Enfin, comme à son habitude, le Rassemblement national a surfé durant cette campagne sur son thème de prédilection : l’immigration. Un thème qui figurait parmi les principales préoccupations des Français. À la question « quels sont les trois sujets dont vous tiendrez le plus compte dans votre choix ? », l’immigration finit à la deuxième place (43 % des Français l’ayant cité dans leur top 3) après le pouvoir d’achat (45 %) et devant la protection de l’environnement (27 %), tout en étant le sujet placé en première position par le plus de Français (23 %).

Le signe que les idées d’extrême droite infusent de plus en plus au sein de la population, qui constate que le RN n’est plus le seul parti à exprimer un rejet des étrangers. Outre Reconquête !, autre parti d’extrême droite qui a fait quasi exclusivement campagne sur le thème du danger de « l’islamisation de l’Europe et de la France », le parti Les Républicains a également porté très haut cette thématique lors des trois derniers mois. Et si la liste présidentielle Renaissance-MoDem-Horizons a préféré d’autres enjeux européens ces dernières semaines, Emmanuel Macron lui-même avait fait voter une loi immigration, en décembre 2023, non seulement grâce aux voix du Rassemblement national, mais qui s’inspirait aussi de ses propositions, notamment la préférence nationale.

Une campagne éclair de trois semaines
Dans ce contexte, le chef de l’État va-t-il pouvoir se présenter une troisième fois comme un barrage à l’extrême droite ? Le front républicain né en 2002 lors de l’accession de Jean-Marie Le Pen au second tour de la présidentielle ne cesse de s’effriter. Alors que Jacques Chirac avait été réélu avec 82,21 % des voix cette année-là, Emmanuel Macron a battu Marine Le Pen en 2017 avec 66,10 % des suffrages, puis de nouveau en 2022 mais avec 58,55 %.
Les législatives qui ont suivi en juin 2022 ont d’ailleurs été marquées par la mort du front républicain, le RN obtenant un nombre record de 88 députés à l’Assemblée nationale grâce au refus des électeurs de gauche ou de droite, dans de nombreuses circonscriptions, de voter pour l’autre camp afin d’empêcher l’extrême droite de l’emporter.

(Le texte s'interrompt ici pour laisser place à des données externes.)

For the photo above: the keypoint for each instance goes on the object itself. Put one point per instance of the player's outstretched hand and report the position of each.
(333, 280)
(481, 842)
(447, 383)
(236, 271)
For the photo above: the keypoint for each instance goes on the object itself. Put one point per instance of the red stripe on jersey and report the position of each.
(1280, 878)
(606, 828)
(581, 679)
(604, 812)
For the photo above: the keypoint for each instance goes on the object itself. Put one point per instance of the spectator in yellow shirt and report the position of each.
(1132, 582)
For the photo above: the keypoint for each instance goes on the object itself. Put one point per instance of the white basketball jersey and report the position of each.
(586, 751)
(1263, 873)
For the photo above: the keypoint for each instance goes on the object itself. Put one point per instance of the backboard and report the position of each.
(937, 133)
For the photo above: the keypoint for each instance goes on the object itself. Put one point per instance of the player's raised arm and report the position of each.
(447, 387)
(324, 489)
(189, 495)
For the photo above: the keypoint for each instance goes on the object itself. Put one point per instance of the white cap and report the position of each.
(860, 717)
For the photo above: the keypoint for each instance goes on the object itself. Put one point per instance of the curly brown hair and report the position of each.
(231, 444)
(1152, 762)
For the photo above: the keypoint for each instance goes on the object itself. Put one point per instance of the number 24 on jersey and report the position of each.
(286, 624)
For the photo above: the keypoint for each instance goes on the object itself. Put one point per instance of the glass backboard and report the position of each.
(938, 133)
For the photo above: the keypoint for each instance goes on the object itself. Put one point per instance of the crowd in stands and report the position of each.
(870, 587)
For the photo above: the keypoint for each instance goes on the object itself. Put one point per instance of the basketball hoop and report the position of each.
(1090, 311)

Deux ans plus tard, rien n’indique que les Français voteront différemment, bien au contraire. Sous la houlette de Marine Le Pen, présidente de groupe au palais Bourbon, le RN s’est encore un peu plus installé dans le paysage politique. De toutes les forces politiques, il apparaît clairement comme le mieux préparé à repartir en campagne. « Nous sommes prêts à exercer le pouvoir si les Français nous font confiance », a d’ailleurs affirmé Marine Le Pen dimanche soir après l’annonce d’Emmanuel Macron.

Tout l’inverse de la gauche. Unie aux législatives 2022 sous la bannière de la Nouvelle union populaire écologique et sociale (Nupes), qui représentait alors la menace la plus sérieuse pour la majorité présidentielle, l’union composée de La France insoumise, du Parti socialiste, d’Europe Écologie-Les Verts et du Parti communiste, a implosé.

C’est d’ailleurs en partie sur cette fragmentation de la gauche que repose sans doute le pari d’Emmanuel Macron, une nouvelle alliance paraissant hautement improbable après une campagne où de nombreux noms d’oiseaux ont été échangés, entre insoumis et socialistes notamment. D’autant que le temps presse : c’est en effet une campagne éclair de trois semaines dans laquelle les forces politiques vont se lancer. Et à ce stade, tous les scénarios sont possibles, y compris une victoire du Rassemblement national le 7 juillet et une cohabitation forcée entre Emmanuel Macron et l’extrême droite. « C’est un jeu extrêmement dangereux avec la démocratie et les institutions », a réagi dimanche soir Raphaël Glucksmann, dont la liste a obtenu 14,0 % des voix et pour qui cette décision de dissoudre l’Assemblée nationale « restera une tache sur le quinquennat d’Emmanuel Macron ».